Un giudizio al castello di Monteserico

 

      Durante la malattia della contessina, ebbe luogo il giudizio contro il pastorello, era di domenica, la sala nella quale la castellana, per antica concessione, amministrava la bassa giustizia era collocata al pian terreno accanto all'alloggio dei « froci ».

      Oramai si apriva raramente e, spesso, rimaneva chiusa per diversi anni consecutivi infatti si vedevano impolverati ed arrugginiti gli strumenti della tortura. alle ore dieci precise, la castellana entrò nella sala seguita dal cancelliere e dal capo dei « froci » che funzionava da giustiziere.
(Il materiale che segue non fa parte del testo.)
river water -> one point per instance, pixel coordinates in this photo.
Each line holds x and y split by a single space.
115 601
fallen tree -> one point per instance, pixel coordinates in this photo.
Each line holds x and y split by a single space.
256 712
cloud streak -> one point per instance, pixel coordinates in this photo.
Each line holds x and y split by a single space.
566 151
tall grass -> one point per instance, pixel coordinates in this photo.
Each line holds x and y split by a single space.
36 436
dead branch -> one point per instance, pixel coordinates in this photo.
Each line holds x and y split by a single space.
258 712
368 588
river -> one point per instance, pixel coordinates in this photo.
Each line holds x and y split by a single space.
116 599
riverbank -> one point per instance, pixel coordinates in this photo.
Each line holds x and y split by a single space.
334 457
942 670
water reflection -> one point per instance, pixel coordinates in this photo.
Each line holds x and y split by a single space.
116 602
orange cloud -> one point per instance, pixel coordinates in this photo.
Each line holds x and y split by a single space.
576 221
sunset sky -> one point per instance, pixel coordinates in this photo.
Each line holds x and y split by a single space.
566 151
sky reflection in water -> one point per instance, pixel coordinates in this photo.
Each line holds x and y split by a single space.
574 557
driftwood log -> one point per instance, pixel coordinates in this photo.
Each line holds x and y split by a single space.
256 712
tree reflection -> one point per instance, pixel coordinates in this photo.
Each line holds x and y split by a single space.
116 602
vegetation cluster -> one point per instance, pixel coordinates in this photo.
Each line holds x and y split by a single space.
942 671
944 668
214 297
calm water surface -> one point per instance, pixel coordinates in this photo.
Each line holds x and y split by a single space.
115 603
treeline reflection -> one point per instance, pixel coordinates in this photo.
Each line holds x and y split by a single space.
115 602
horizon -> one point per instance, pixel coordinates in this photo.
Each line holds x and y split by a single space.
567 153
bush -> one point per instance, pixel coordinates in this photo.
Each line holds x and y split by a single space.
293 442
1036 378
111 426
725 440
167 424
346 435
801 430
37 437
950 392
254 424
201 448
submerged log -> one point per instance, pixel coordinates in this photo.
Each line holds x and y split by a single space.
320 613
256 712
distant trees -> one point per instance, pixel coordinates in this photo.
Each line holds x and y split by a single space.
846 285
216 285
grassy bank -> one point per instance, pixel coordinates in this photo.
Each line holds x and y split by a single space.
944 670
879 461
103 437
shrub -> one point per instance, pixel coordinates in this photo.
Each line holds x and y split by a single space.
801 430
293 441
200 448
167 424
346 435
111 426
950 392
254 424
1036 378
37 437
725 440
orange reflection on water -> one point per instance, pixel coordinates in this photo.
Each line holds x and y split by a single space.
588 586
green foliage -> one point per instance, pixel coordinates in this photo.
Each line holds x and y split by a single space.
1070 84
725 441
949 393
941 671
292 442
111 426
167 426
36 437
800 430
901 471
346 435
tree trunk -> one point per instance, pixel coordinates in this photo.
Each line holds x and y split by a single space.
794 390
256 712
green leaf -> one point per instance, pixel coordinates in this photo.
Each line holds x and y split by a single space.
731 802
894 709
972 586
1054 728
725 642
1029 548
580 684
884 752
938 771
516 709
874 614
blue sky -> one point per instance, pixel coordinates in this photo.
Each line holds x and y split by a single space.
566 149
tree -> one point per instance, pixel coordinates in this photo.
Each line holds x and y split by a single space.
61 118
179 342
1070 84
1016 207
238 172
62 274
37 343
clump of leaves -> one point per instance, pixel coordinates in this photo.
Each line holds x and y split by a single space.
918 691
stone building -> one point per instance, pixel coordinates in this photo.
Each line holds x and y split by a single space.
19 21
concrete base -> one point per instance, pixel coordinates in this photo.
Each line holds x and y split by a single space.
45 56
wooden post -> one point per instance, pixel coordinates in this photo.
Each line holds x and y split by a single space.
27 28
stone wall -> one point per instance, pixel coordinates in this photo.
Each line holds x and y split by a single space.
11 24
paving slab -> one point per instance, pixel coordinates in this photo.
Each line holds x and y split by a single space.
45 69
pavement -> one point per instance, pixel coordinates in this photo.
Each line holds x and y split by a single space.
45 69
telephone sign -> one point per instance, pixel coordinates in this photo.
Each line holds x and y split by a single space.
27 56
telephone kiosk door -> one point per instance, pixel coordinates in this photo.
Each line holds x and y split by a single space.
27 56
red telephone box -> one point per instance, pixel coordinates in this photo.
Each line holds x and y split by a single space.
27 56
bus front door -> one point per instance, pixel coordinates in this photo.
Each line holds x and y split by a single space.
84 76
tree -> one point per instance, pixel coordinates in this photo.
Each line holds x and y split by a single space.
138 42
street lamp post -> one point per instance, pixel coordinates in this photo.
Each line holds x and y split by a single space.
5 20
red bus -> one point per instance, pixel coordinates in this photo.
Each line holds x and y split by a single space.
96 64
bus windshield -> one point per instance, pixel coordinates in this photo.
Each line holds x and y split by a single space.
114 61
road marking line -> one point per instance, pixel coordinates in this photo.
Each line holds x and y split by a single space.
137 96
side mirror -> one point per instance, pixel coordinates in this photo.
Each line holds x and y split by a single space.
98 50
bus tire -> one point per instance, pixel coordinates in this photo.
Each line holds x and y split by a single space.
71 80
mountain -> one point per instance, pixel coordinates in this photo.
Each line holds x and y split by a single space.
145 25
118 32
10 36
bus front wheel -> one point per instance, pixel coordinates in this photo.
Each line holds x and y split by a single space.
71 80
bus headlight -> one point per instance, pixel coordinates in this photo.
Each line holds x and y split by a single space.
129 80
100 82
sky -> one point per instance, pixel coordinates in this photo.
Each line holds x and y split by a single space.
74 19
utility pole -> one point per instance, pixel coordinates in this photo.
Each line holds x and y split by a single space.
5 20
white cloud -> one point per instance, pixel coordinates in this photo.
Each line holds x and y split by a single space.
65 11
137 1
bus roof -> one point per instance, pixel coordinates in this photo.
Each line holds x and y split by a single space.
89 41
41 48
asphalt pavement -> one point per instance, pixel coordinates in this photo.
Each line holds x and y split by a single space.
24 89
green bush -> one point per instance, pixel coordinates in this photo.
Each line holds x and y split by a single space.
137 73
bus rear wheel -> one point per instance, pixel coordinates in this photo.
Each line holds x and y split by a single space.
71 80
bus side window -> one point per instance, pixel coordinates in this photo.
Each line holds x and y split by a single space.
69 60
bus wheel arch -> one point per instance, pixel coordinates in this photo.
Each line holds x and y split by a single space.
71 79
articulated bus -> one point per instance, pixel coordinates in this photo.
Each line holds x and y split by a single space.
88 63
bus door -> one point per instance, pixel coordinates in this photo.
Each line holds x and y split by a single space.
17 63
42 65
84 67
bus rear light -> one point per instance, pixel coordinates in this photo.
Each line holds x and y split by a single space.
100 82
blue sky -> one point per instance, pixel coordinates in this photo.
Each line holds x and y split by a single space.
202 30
      La settantenne contessa, era una donna di bella presenza e di salute florida, nonostante la sua età, la sua fisionomia ispirava fiducia ed il suo parlare dimostrava saggezza e bontà, la voce, sempre tranquilla, era carezzevole come una delicata melodia.

      Si sussurrava al castello, che la nobil donna aveva molto sofferto, moltissimo pianto e scontato, con lunghi anni di lutto, di vedovanza e di volontario esilio, l'onore di aver brillato, come astro maggiore, nella corte di Francia.

      Ritiratasi a Monteserico, dopo l'avvelenamento dell'unico figlio, attribuito agli intrighi della corte, aveva conservato sempre sentimenti puri e spirito di moderazione, e se, con l'età, aveva perduto il fiore della fresca bellezza, era ugualmente riuscita, per la sua bontà, ad accattivarsi le anime dei vassalli, dei terrazzani e di tutti gli umili del contado, come prima aveva innamorate quelle dei cortigiani e dello stesso sovrano.

      Il cancelliere aveva l'aspetto di un grigio sagrestano, era un omicciattolo, apparentemente umile, ma d'indole feroce, il suo aspetto fisico era ributtante, il naso camuso, leggermente rivolto a sinistra, gli dava un aspetto mostruoso, specialmente perché il vecchietto era privo dell'occhio destro.

      Portava, nei giorni di giudizio, un piccolo spadino col fodero d'argento in segno della sua carica, era oriundo di Spinazzola, apparteneva alla nobile famiglia V... ed era di una ferocia pari alla sua ignoranza e perciò da tutti temuto.

     Introdotto nella sala l'imputato, il cancelliere, con la sua voce di decrepita cornacchia, lesse l'atto di accusa in cui era detto che « il pastorello era stato sorpreso a rubare un agnello e che perciò lo si riteneva responsabile di tutti i furti del genere, che da mesi, si consumavano in danno del castello e degli affittatari».  

      Il giovinetto affermò di aver rinvenuto l'agnello in un burrone e si protestò innocente nei riguardi dei reati attribuiti a lui, ma alla minaccia della tortura, fatta dal cancelliere, il malcapitato si dichiarò autore di tutti i furti consumati in quella zona ed anche di quelli non accertati e forse mai avvenuti.

      In base alla estorta confessione dell'imputato, il cancelliere propose: « Un tratto di corda al giorno per una settimana; un mese di lavoro al castello, senza paga e a vitto ridotto, il pagamento di ducati dieci, per indennizzare i danneggiati e per le spese di giustizia ».

      La contessa ridusse la pena alla metà, - Giustizia è fatta - esclamò il capo dei « froci » e invitò i presenti a sgomberare la sala, ma il padre di Florusio, dopo di aver ringraziato, in ginocchio, la contessa, con molt'abilità, fece scivolare, nelle mani del cancelliere, una moneta d'oro e la pena corporale non venne mai scontata, anzi, quella losca figura di cancelliere, finse di chiudere gli occhi sulla mancata espiazione della pena corporale, solo per non arrecare dispiaceri all'ammalata contessina che, in favore del giovinetto, era intervenuta.